Bei den Münchner Opernfestspielen versuchte sich der Theaterregisseur und Sänger Schorsch Kamerum erstmals an einem Opernstück. Er inszenierte Leonard Bernsteins Kurzoper "Trouble in Tahiti".

Von Jörn Florian Fuchs |
    Tja, das hat sich der Münchner Opernintendant Nikolaus Bachler wohl so gedacht. Erst eine prestigeträchtige Uraufführung in der Allerheiligen Hofkirche, dann "Lohengrin" mit Starbesetzung im Nationaltheater und zum Schluss des Festspiel-Premierenreigens noch eine Petitesse von Leonard Bernstein, leicht zu inszenieren, nicht teuer und ein sicherer Publikumshit. Tja, dachte sich hingegen Schorsch Kamerun, wenn ich schon mal eine Oper inszenieren darf, dann will ich mal so richtig viel Geld ausgeben. Und so geschah es dann auch.
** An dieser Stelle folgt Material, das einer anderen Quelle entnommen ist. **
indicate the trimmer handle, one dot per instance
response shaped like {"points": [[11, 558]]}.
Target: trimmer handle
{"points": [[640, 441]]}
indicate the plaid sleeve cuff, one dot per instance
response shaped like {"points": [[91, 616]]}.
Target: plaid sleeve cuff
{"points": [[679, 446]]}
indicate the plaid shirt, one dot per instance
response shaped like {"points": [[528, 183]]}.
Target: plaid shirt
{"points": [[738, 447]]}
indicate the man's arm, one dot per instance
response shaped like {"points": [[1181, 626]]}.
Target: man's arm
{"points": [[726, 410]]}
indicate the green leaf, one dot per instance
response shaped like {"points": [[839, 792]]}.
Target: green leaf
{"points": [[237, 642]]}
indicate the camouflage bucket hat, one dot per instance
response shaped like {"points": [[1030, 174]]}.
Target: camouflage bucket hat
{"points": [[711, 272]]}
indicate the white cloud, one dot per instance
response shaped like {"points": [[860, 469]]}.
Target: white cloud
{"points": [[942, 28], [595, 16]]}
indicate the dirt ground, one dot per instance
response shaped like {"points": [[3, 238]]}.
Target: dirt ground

    Im Cuvilliéstheater sieht man zu Beginn einen Film: da blättert ein Clown die Seiten eines Buches um und grinst. Im Buch feiert eine Familie Weihnachten, der Kleidungsstil verweist auf die 50er- oder 60er-Jahre des vergangenen Jahrhunderts. Doch ehe man’s versieht, verlässt die hübsch-hässliche Kleinfamilie den Film und kommt auf die Bühne.

    Da wird dann ein bisschen gesungen, ein wenig getanzt und die knappe Handlung der Kurzoper heruntergespult. Ein Paar ist in der Krise, man monologisiert oder giftet sich an und wenn nichts mehr hilft, hilft die Kinoschmonzette "Trouble in Tahiti". Schorsch Kamerun erzählt diese eigentlich zwischen Liebes- und Lebenstraurigkeit sowie sanftem Augenzwinkern changierende Story ohne den Hauch von Tempo oder Temperament. Es passiert rein gar nichts zwischen den Figuren, kein Funke der mitreißenden Rhythmen Bernsteins springt über.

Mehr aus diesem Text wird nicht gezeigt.